The Path to Data-Driven Success

A key point here is that organizations with a long history of treating data as a by-product are finding it difficult to switch to viewing data as an asset. Not only are the large collections of data they have available inappropriate for many of the data-driven needs, the associated data management practices are ineffective for ensuring the data is used responsibly.

Digital leaders must recognize this distinction and take advantage of these insights to make informed decisions, optimize processes, predict market trends, and personalize customer experiences. The core of this approach involves placing a priority on 4 areas.

The distinction between data as a byproduct and an asset lies in its strategic utilization. Transforming data from a byproduct to an asset necessitates a shift in mindset and operational approach. This involves:

  1. Investment in Data Infrastructure: Implementing robust systems for data collection, storage, and management is crucial. Cloud computing, data lakes, and advanced analytics tools form the backbone of an effective data infrastructure.

  2. Cultural Embrace of Data: Fostering a culture that values data-driven insights is paramount. Encouraging data literacy and creating cross-functional teams that collaborate on data initiatives can embed a data-driven approach into the organizational DNA.

  3. Strategic Analysis: Deploying sophisticated analytics techniques to extract actionable insights is imperative. Predictive and prescriptive analytics enable organizations to forecast trends, mitigate risks, and identify opportunities proactively.

  4. Monetization and Innovation: Identifying opportunities to monetize data and drive innovation is a hallmark of treating data as an asset. Whether through new products, services, or enhanced customer experiences, data-driven innovation can open new revenue streams.

The Power of Data

Recent experience has highlighted that the digital age demands a fundamental shift in our relationship with data. In the past, data was seen as a byproduct of other activities, not a first-class asset to be nurtured and utilized. Now we're having to deal with the consequences when we try to use this data to drive AI-based decision making.

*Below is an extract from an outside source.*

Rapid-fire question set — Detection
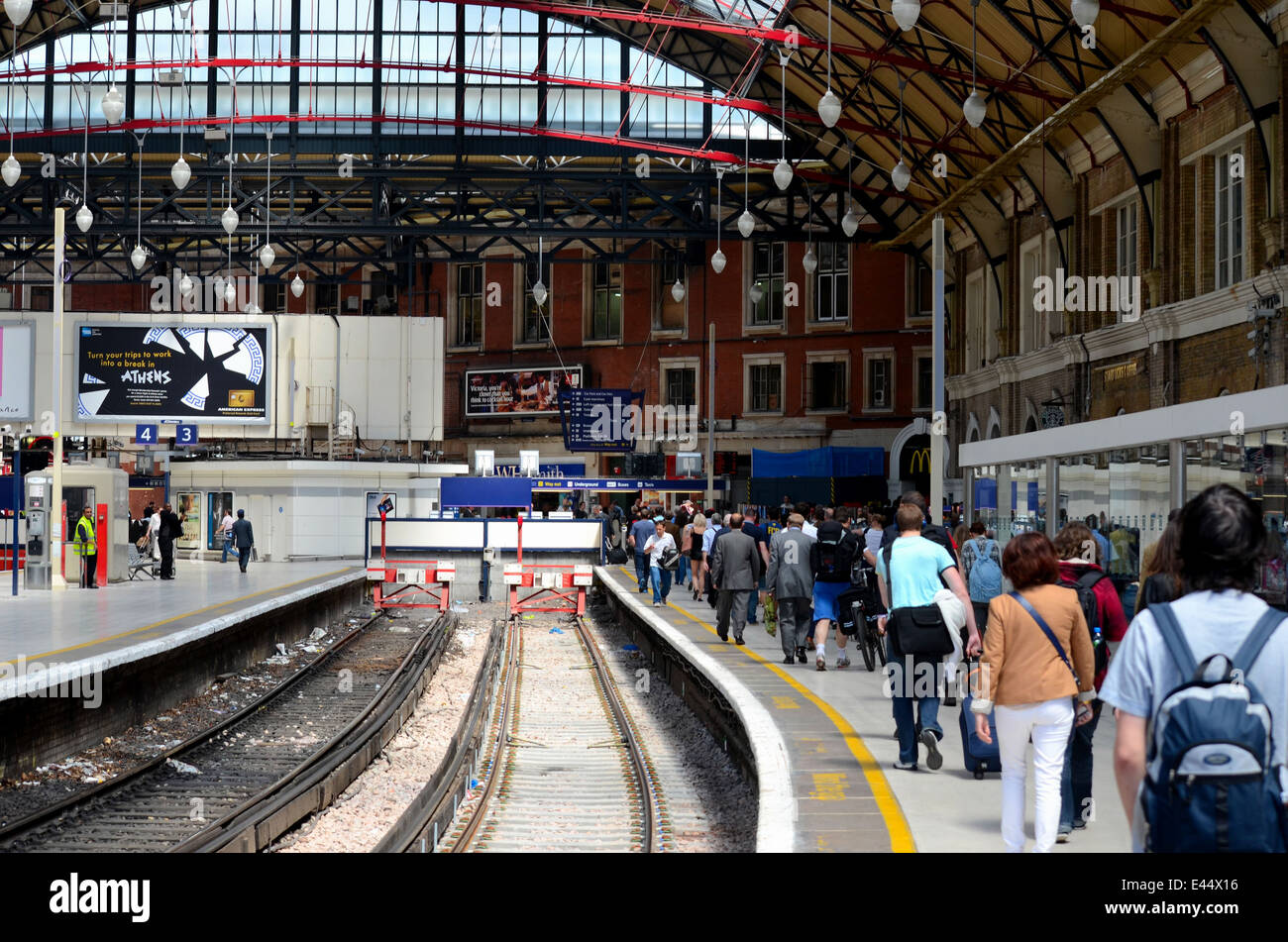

The delineation between data as a byproduct and an asset signifies a pivotal transformation in organizational thinking. It necessitates a cultural shift towards leveraging insights to drive decisions. By embracing the "asset" mindset, we unlock a world of possibilities, where information guides our decisions, fuels innovation, and shapes our collective future. Leaders who grasp this distinction and cultivate a data-centric culture will drive their organizations towards innovation and competitive success in the dynamic landscape of the digital age.